The computational cost of metric and similarity learning often scales quadratically with the dimension of the input space, particularly when the learned metric is a bilinear form like $f_{W}(x,z)=x^{T}Wz$ . To address this, especially in high-dimensional scenarios, techniques that enforce sparsity in the matrix model have been developed, such as HDSL [12] and COMET. [13] These methods aim to reduce computational complexity without sacrificing too much accuracy. It’s a constant battle between precision and practicality, a tension I find… familiar.

Software

For those who prefer to dabble in the practical rather than the theoretical, there are tools available.

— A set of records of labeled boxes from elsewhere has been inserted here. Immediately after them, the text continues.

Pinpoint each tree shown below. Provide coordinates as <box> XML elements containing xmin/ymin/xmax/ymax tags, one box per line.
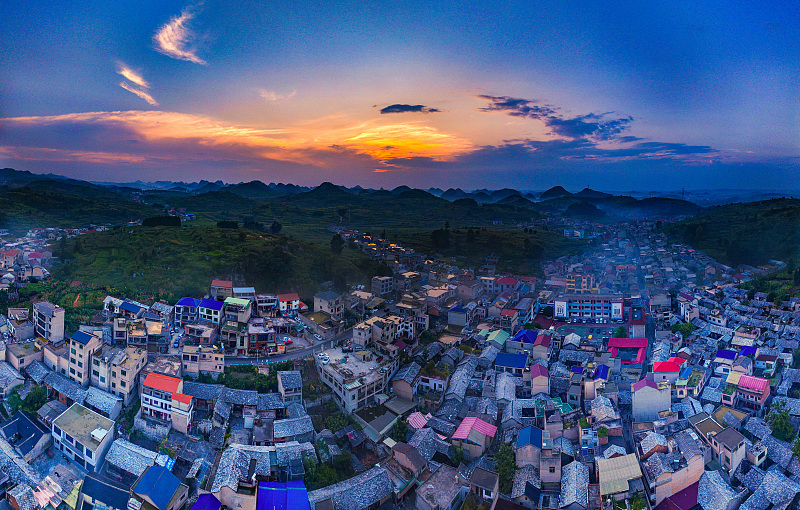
<box><xmin>767</xmin><ymin>402</ymin><xmax>794</xmax><ymax>442</ymax></box>
<box><xmin>494</xmin><ymin>443</ymin><xmax>517</xmax><ymax>494</ymax></box>
<box><xmin>389</xmin><ymin>418</ymin><xmax>408</xmax><ymax>443</ymax></box>
<box><xmin>331</xmin><ymin>234</ymin><xmax>344</xmax><ymax>255</ymax></box>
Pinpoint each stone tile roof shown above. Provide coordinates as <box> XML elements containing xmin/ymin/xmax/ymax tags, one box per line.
<box><xmin>278</xmin><ymin>370</ymin><xmax>303</xmax><ymax>390</ymax></box>
<box><xmin>106</xmin><ymin>438</ymin><xmax>158</xmax><ymax>476</ymax></box>
<box><xmin>272</xmin><ymin>416</ymin><xmax>314</xmax><ymax>438</ymax></box>
<box><xmin>183</xmin><ymin>381</ymin><xmax>225</xmax><ymax>400</ymax></box>
<box><xmin>25</xmin><ymin>360</ymin><xmax>50</xmax><ymax>384</ymax></box>
<box><xmin>308</xmin><ymin>466</ymin><xmax>394</xmax><ymax>510</ymax></box>
<box><xmin>558</xmin><ymin>460</ymin><xmax>589</xmax><ymax>508</ymax></box>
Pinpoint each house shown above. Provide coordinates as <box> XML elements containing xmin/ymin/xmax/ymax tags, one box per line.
<box><xmin>51</xmin><ymin>403</ymin><xmax>114</xmax><ymax>471</ymax></box>
<box><xmin>181</xmin><ymin>345</ymin><xmax>225</xmax><ymax>379</ymax></box>
<box><xmin>131</xmin><ymin>465</ymin><xmax>189</xmax><ymax>510</ymax></box>
<box><xmin>597</xmin><ymin>453</ymin><xmax>644</xmax><ymax>501</ymax></box>
<box><xmin>33</xmin><ymin>301</ymin><xmax>64</xmax><ymax>344</ymax></box>
<box><xmin>469</xmin><ymin>466</ymin><xmax>500</xmax><ymax>506</ymax></box>
<box><xmin>278</xmin><ymin>370</ymin><xmax>303</xmax><ymax>404</ymax></box>
<box><xmin>0</xmin><ymin>411</ymin><xmax>53</xmax><ymax>463</ymax></box>
<box><xmin>75</xmin><ymin>471</ymin><xmax>130</xmax><ymax>510</ymax></box>
<box><xmin>451</xmin><ymin>416</ymin><xmax>497</xmax><ymax>459</ymax></box>
<box><xmin>631</xmin><ymin>379</ymin><xmax>672</xmax><ymax>422</ymax></box>
<box><xmin>415</xmin><ymin>464</ymin><xmax>469</xmax><ymax>510</ymax></box>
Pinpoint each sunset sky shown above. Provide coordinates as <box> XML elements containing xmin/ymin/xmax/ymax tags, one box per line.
<box><xmin>0</xmin><ymin>0</ymin><xmax>800</xmax><ymax>191</ymax></box>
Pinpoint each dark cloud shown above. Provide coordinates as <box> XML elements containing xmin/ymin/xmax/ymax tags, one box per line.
<box><xmin>381</xmin><ymin>104</ymin><xmax>441</xmax><ymax>115</ymax></box>
<box><xmin>478</xmin><ymin>94</ymin><xmax>633</xmax><ymax>141</ymax></box>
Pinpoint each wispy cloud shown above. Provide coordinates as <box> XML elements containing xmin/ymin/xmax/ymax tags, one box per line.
<box><xmin>119</xmin><ymin>81</ymin><xmax>158</xmax><ymax>106</ymax></box>
<box><xmin>258</xmin><ymin>89</ymin><xmax>297</xmax><ymax>101</ymax></box>
<box><xmin>381</xmin><ymin>104</ymin><xmax>441</xmax><ymax>115</ymax></box>
<box><xmin>117</xmin><ymin>62</ymin><xmax>150</xmax><ymax>89</ymax></box>
<box><xmin>153</xmin><ymin>7</ymin><xmax>208</xmax><ymax>65</ymax></box>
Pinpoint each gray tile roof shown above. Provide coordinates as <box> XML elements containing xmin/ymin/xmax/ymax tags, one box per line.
<box><xmin>272</xmin><ymin>416</ymin><xmax>314</xmax><ymax>438</ymax></box>
<box><xmin>558</xmin><ymin>460</ymin><xmax>589</xmax><ymax>508</ymax></box>
<box><xmin>278</xmin><ymin>370</ymin><xmax>303</xmax><ymax>390</ymax></box>
<box><xmin>308</xmin><ymin>466</ymin><xmax>394</xmax><ymax>510</ymax></box>
<box><xmin>183</xmin><ymin>381</ymin><xmax>225</xmax><ymax>400</ymax></box>
<box><xmin>392</xmin><ymin>360</ymin><xmax>422</xmax><ymax>384</ymax></box>
<box><xmin>256</xmin><ymin>393</ymin><xmax>284</xmax><ymax>411</ymax></box>
<box><xmin>106</xmin><ymin>438</ymin><xmax>158</xmax><ymax>476</ymax></box>
<box><xmin>25</xmin><ymin>360</ymin><xmax>50</xmax><ymax>384</ymax></box>
<box><xmin>219</xmin><ymin>388</ymin><xmax>258</xmax><ymax>406</ymax></box>
<box><xmin>83</xmin><ymin>386</ymin><xmax>122</xmax><ymax>414</ymax></box>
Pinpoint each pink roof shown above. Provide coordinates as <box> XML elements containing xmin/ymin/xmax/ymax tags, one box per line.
<box><xmin>653</xmin><ymin>361</ymin><xmax>681</xmax><ymax>372</ymax></box>
<box><xmin>608</xmin><ymin>338</ymin><xmax>647</xmax><ymax>349</ymax></box>
<box><xmin>453</xmin><ymin>416</ymin><xmax>497</xmax><ymax>439</ymax></box>
<box><xmin>408</xmin><ymin>411</ymin><xmax>431</xmax><ymax>429</ymax></box>
<box><xmin>739</xmin><ymin>374</ymin><xmax>769</xmax><ymax>392</ymax></box>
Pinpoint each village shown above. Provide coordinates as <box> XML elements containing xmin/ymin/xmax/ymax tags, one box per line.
<box><xmin>0</xmin><ymin>221</ymin><xmax>800</xmax><ymax>510</ymax></box>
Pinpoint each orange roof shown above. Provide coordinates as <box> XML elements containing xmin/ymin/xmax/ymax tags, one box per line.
<box><xmin>144</xmin><ymin>372</ymin><xmax>183</xmax><ymax>393</ymax></box>
<box><xmin>172</xmin><ymin>393</ymin><xmax>192</xmax><ymax>404</ymax></box>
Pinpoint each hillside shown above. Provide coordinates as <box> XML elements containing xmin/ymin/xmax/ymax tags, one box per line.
<box><xmin>668</xmin><ymin>198</ymin><xmax>800</xmax><ymax>265</ymax></box>
<box><xmin>397</xmin><ymin>228</ymin><xmax>587</xmax><ymax>275</ymax></box>
<box><xmin>53</xmin><ymin>226</ymin><xmax>390</xmax><ymax>300</ymax></box>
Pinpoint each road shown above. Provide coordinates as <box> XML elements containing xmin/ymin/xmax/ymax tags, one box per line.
<box><xmin>225</xmin><ymin>328</ymin><xmax>353</xmax><ymax>366</ymax></box>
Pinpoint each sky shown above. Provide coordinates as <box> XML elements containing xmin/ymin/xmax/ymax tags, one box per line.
<box><xmin>0</xmin><ymin>0</ymin><xmax>800</xmax><ymax>191</ymax></box>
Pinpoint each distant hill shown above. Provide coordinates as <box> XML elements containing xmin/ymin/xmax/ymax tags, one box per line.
<box><xmin>667</xmin><ymin>198</ymin><xmax>800</xmax><ymax>266</ymax></box>
<box><xmin>539</xmin><ymin>186</ymin><xmax>572</xmax><ymax>200</ymax></box>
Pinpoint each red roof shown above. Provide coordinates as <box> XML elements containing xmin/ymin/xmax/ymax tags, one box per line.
<box><xmin>144</xmin><ymin>372</ymin><xmax>183</xmax><ymax>393</ymax></box>
<box><xmin>608</xmin><ymin>338</ymin><xmax>647</xmax><ymax>349</ymax></box>
<box><xmin>653</xmin><ymin>361</ymin><xmax>681</xmax><ymax>373</ymax></box>
<box><xmin>172</xmin><ymin>393</ymin><xmax>192</xmax><ymax>404</ymax></box>
<box><xmin>739</xmin><ymin>374</ymin><xmax>769</xmax><ymax>392</ymax></box>
<box><xmin>453</xmin><ymin>416</ymin><xmax>497</xmax><ymax>439</ymax></box>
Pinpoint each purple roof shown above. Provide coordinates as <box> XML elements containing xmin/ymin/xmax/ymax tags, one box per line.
<box><xmin>200</xmin><ymin>299</ymin><xmax>223</xmax><ymax>311</ymax></box>
<box><xmin>175</xmin><ymin>298</ymin><xmax>200</xmax><ymax>308</ymax></box>
<box><xmin>717</xmin><ymin>349</ymin><xmax>736</xmax><ymax>359</ymax></box>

metric-learn: This is a free software Python library offering efficient implementations of various supervised and weakly-supervised similarity and metric learning algorithms. Its API is designed to be compatible with scikit-learn, making it relatively accessible. [14][15]
OpenMetricLearning: Another Python framework, this one designed for training and validating models that produce high-quality embeddings. [16]

Further information

For those with an insatiable appetite for more detail, comprehensive surveys on metric and similarity learning can be found in the works of Bellet et al. [4] and Kulis. [5] They offer deeper dives into the theoretical underpinnings and a broader overview of the field.